O frescor da coleção se dá principalmente pelo crochê, usado em algumas peças: shorts curtos, não tão curtos como visto em semanas internacionais de moda, ou em suéteres. O vazamento das peças feita a partir dessa técnica de tecelagem é ideal para a neutralidade diante das estações. Seja na ventania de Fortaleza ou na teórica garoa de São Paulo, o crochê de Lee vai muito bem.

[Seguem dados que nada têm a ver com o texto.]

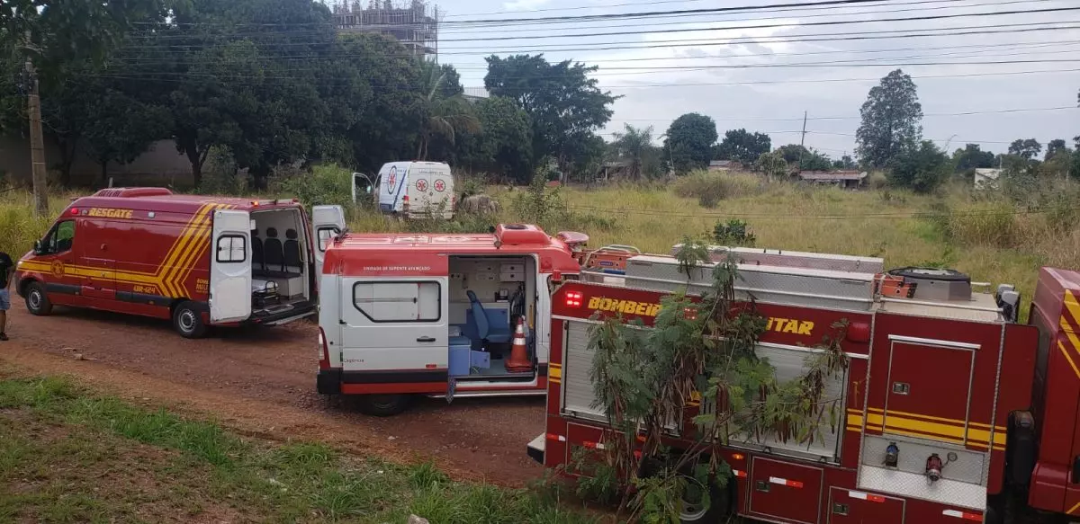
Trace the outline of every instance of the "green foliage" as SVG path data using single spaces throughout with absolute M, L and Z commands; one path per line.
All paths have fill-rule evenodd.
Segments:
M 335 165 L 314 166 L 311 173 L 291 170 L 271 180 L 274 193 L 295 196 L 307 206 L 338 205 L 352 209 L 352 171 Z
M 717 149 L 720 158 L 733 160 L 750 165 L 772 149 L 772 139 L 764 133 L 746 129 L 731 129 L 724 134 Z
M 528 113 L 512 99 L 494 96 L 476 104 L 476 116 L 480 130 L 462 133 L 459 138 L 461 163 L 471 170 L 505 175 L 518 183 L 529 181 L 534 160 Z
M 934 142 L 923 140 L 915 149 L 902 151 L 889 165 L 889 184 L 930 193 L 945 181 L 948 158 Z
M 600 91 L 589 73 L 596 67 L 564 60 L 550 64 L 543 55 L 514 55 L 486 58 L 484 85 L 494 96 L 508 97 L 532 120 L 535 160 L 554 157 L 564 173 L 583 169 L 597 157 L 595 148 L 580 148 L 593 133 L 611 119 L 618 99 Z M 593 141 L 595 144 L 595 141 Z
M 900 69 L 870 88 L 860 114 L 855 153 L 864 166 L 886 167 L 901 153 L 918 148 L 922 105 L 912 77 Z
M 997 165 L 994 153 L 983 151 L 977 143 L 969 143 L 953 152 L 953 164 L 957 173 L 971 171 Z
M 727 222 L 716 222 L 713 227 L 713 239 L 720 246 L 753 247 L 757 242 L 750 224 L 743 220 L 730 219 Z
M 630 164 L 626 177 L 636 181 L 657 178 L 660 175 L 660 150 L 652 146 L 652 126 L 636 128 L 624 124 L 623 128 L 623 133 L 615 135 L 611 146 L 617 157 Z
M 684 239 L 679 265 L 688 278 L 707 274 L 701 266 L 707 256 L 703 250 Z M 678 522 L 678 500 L 687 497 L 690 480 L 699 478 L 680 471 L 707 463 L 701 475 L 706 481 L 720 477 L 723 482 L 730 475 L 718 446 L 731 436 L 806 443 L 822 438 L 826 418 L 835 427 L 839 416 L 841 399 L 826 398 L 824 387 L 848 366 L 838 343 L 847 325 L 833 327 L 824 350 L 806 362 L 805 374 L 782 383 L 768 360 L 755 353 L 766 320 L 753 304 L 737 305 L 733 259 L 715 264 L 712 276 L 711 289 L 699 300 L 683 293 L 664 297 L 652 329 L 613 317 L 590 330 L 594 408 L 604 410 L 611 428 L 596 459 L 623 472 L 623 486 L 637 489 L 633 499 L 624 495 L 621 508 L 630 508 L 632 516 L 644 522 Z M 700 432 L 689 449 L 665 449 L 664 427 L 683 419 L 698 394 L 714 410 L 697 417 Z M 657 463 L 662 465 L 659 471 L 646 472 L 646 464 Z
M 1063 140 L 1064 142 L 1064 140 Z M 1064 144 L 1063 144 L 1064 146 Z M 1009 144 L 1009 154 L 1020 156 L 1026 161 L 1035 160 L 1042 151 L 1042 144 L 1034 138 L 1017 138 Z
M 667 127 L 664 150 L 669 151 L 670 163 L 676 174 L 685 175 L 694 169 L 708 167 L 713 160 L 713 144 L 718 135 L 716 123 L 711 116 L 687 113 Z
M 747 174 L 694 171 L 675 181 L 672 190 L 685 198 L 697 198 L 702 207 L 716 207 L 721 201 L 765 192 L 760 177 Z
M 765 176 L 779 179 L 787 176 L 787 161 L 780 150 L 771 153 L 761 153 L 754 163 L 754 168 L 765 174 Z

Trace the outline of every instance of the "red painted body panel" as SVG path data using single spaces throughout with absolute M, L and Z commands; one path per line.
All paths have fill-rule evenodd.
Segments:
M 1043 267 L 1031 301 L 1029 321 L 1039 329 L 1039 357 L 1032 388 L 1039 458 L 1028 505 L 1080 514 L 1080 487 L 1070 470 L 1080 456 L 1080 273 Z
M 16 281 L 44 284 L 54 304 L 168 318 L 177 300 L 208 299 L 211 222 L 214 210 L 226 208 L 295 208 L 306 217 L 293 201 L 173 195 L 153 188 L 103 190 L 73 201 L 56 219 L 76 221 L 71 249 L 26 253 Z M 203 316 L 208 322 L 208 314 Z

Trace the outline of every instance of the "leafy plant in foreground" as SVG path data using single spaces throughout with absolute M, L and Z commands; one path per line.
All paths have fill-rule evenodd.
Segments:
M 680 271 L 689 276 L 706 256 L 687 239 Z M 619 512 L 629 511 L 631 521 L 677 523 L 679 501 L 691 491 L 710 504 L 710 484 L 730 479 L 719 446 L 732 438 L 809 445 L 823 438 L 826 422 L 837 429 L 840 399 L 826 397 L 825 386 L 848 366 L 839 345 L 847 323 L 833 326 L 801 376 L 780 382 L 755 351 L 766 319 L 753 300 L 735 301 L 737 278 L 729 258 L 715 265 L 712 289 L 702 297 L 665 297 L 652 329 L 608 318 L 591 330 L 594 406 L 605 411 L 609 430 L 604 450 L 590 458 L 620 473 Z M 661 436 L 683 420 L 691 399 L 702 405 L 699 430 L 686 450 L 673 452 Z

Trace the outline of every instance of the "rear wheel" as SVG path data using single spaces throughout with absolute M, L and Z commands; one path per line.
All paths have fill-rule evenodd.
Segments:
M 206 323 L 202 320 L 194 302 L 180 302 L 173 309 L 173 329 L 185 339 L 201 339 L 206 334 Z
M 49 302 L 45 288 L 40 282 L 30 282 L 26 287 L 26 308 L 37 316 L 45 316 L 53 312 L 53 303 Z
M 363 395 L 359 400 L 360 411 L 365 415 L 393 416 L 408 408 L 410 397 L 407 395 Z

Uma tendência em especial apareceu em alguns desfiles da semana e não foi diferente com Barlavento, na qual tudo é felpudo. Do início ao fim, as papetes têm essa característica e são práticas, no bom estilo de apenas calçar e andar. Elas ganham ainda mais destaque quando dividem espaço com outros tecidos na confecção de camisetas oversized, shorts e alguns suéteres.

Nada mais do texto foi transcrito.